Mr Benson the sitting magistrate declared that it was ‘most disgraceful and dangerous’ to be driving ‘through the crowded roads and streets of Stepney on Sunday evening’, Presumably he meant at speed and under the influence of alcohol. He fined 2s 6d for being drunk and a further 7s 6d in damages to pay for the bent and broken lamppost. Jarvis had no money, or at least not the 10s he needed to settle this bill. A failure to pay one’s fines meant a spell in custody and William was marched off to start a 10 day sentence at hard labour in Holloway prison.

He could count himself lucky perhaps; had he hit a person – a child perhaps – instead of a piece of street furniture, he may well have been facing a much longer ‘holiday’ from his brick-making career.

[from The Morning Post, Tuesday, September 01, 1868]

*update: Charlie Alliston was cleared of manslaughter but found guilty of wanton and furious driving. He could face up to two years in prison for the offence.

a ‘murderous attack’ in the year of the ‘Ripper’

1888 is a year which has gone down in criminal infamy for the unsolved murders committed by the person known to history as ‘Jack the Ripper’. Despite over 120 years of police and private investigation no one has ever been conclusively proven to be ‘Jack’ to the satisfaction of the legions of professional and amateur ‘Ripperologists’ who contribute to the message boards of the excellent casebook site.

I have my own pet theory and, with the help of a friend, have been researching the case for sectoral years. When I go public with my findings, be assured readers of this blog will be amongst the first to know!

But of course the Whitechapel murders were not the only homicides in 1888, nor the only ones to remain unsolved. There were also the more mundane (but still unpleasant and serious) assaults, often on women and usually committed by men.

On the 15 December William Atkins was charged at Southwark with a violent assault. He was accused of ‘feloniously cutting and wounding’ Lucretia Pembroke (a waitress aged 15)  with the ‘intent to commit grievous bodily harm’. At the time of the hearing Lucretia was in hospital, and her condition described as ‘dangerous’.

Grievous bodily harm (GBH) had been made a specific offence under the Offences against the Person Act (1861) which had been passed in an attempt to simplify the law. ‘Assault’ had been a catch-all phrase throughout the early 1800s but the 1861 act (and the 1828 act that preceded it) sought to differentiate and make certain forms of violence liable to stiffer penalties.

Detective Sergeant Bradford (of M Division, Metropolitan Police) was the investigating officer. He had arrested Atkins at Limersole Street, Bermondsey having been informed of the attack. DS Bradford told Atkins that a girl had been attacked,, her throat cut, and that he was the chief suspect.
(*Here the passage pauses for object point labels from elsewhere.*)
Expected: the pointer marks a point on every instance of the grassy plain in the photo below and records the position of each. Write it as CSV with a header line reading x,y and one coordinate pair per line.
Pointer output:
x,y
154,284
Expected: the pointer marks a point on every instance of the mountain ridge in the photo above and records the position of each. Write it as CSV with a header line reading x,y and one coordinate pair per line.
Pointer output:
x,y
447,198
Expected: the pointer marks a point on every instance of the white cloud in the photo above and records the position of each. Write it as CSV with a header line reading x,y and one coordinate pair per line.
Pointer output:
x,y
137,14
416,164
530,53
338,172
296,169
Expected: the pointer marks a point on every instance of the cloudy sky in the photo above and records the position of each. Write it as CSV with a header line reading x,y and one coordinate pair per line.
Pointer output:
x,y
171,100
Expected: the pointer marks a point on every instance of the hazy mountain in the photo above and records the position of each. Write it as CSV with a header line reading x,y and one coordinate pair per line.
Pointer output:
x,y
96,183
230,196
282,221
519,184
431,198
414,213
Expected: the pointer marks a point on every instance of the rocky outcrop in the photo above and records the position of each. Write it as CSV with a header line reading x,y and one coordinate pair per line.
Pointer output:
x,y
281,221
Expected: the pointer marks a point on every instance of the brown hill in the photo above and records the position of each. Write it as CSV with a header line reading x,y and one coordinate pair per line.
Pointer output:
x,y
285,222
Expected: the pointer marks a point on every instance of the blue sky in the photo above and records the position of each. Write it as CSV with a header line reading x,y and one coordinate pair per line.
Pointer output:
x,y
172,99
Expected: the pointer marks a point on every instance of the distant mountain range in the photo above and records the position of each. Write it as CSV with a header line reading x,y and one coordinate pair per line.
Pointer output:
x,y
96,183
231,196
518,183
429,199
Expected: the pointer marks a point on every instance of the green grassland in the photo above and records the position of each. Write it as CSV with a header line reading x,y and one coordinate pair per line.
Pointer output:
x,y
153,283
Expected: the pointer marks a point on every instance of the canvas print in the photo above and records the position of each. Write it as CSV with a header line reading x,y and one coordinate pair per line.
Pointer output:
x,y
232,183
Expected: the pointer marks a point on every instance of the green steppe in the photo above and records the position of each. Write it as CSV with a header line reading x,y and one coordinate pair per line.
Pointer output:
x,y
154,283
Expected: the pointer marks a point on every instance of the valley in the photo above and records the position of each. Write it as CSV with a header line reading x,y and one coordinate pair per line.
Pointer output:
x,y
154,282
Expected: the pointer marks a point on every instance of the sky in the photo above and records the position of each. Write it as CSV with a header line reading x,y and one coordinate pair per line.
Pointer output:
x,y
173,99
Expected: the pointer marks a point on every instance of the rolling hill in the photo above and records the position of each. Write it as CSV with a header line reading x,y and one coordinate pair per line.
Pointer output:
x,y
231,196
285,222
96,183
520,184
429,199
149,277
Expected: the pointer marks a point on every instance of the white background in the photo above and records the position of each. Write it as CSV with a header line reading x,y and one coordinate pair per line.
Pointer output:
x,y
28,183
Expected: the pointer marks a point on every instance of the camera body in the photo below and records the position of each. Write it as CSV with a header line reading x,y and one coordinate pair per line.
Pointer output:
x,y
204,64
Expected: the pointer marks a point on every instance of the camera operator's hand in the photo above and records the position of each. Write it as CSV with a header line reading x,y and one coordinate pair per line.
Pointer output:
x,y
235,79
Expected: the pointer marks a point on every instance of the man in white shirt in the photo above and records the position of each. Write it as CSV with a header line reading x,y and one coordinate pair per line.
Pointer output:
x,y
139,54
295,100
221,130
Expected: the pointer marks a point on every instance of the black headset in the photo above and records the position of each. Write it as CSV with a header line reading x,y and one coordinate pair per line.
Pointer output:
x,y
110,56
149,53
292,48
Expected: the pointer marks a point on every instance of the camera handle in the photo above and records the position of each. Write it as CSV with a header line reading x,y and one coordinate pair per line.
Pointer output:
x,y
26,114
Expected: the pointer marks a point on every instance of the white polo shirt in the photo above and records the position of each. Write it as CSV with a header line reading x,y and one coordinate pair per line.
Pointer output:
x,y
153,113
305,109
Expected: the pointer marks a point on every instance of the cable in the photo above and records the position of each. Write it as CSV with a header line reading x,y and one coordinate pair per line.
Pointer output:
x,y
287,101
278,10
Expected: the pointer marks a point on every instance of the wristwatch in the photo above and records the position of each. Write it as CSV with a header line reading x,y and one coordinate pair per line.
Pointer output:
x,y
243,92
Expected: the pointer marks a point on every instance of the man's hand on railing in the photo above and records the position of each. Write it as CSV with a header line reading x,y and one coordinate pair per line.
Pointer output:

‘Is she dead?’ Atkins asked. ‘No, but she is very dangerously ill in Guy’s Hospital’ the policeman replied. He then asked Atkins if he owned a knife and the prisoner handed him a penknife from his pocket.

Having deposited his captive at the police station Bradford went to see Lucretia in hospital. He asked her if she recognized the man that attacked her.

‘Yes’, she said, ‘It was Bill Atkins. We call him Silly Bill’.

She added that Atkins had been employed to do some painting and decorating for  her employer at the coffee house where she worked and that afterwards he had asked her for ‘a pennyworth of tea’ which she gave him. As she turned away she said he came up behind her and slashed at her throat. She screamed and he ran away.

In court Atkins confirmed the part of the girl’s story about being employed to do some whitewashing and wallpapering but nothing else. The knife the policeman found was a small pocket knife (a penknife we’d call it) and there was no blood on the blade. Atkins, who may (by the girl’s description) have been suffering with some form of mental health problem, was remanded for further inquiries and to see if the young lady recovered.

Lucretia did survive and in January 1889 she testified against Atkins at the Old Bailey. William was charged with GBH and attempted murder where the chief medical witness (Dr Gilbert, the surgeon at Holloway Prison) reported that in his opinion Atkins was ‘very weak-minded, almost imbecile’. The jury acquitted him of attempted murder but convicted him of GBH. He was sent to prison for 7 years.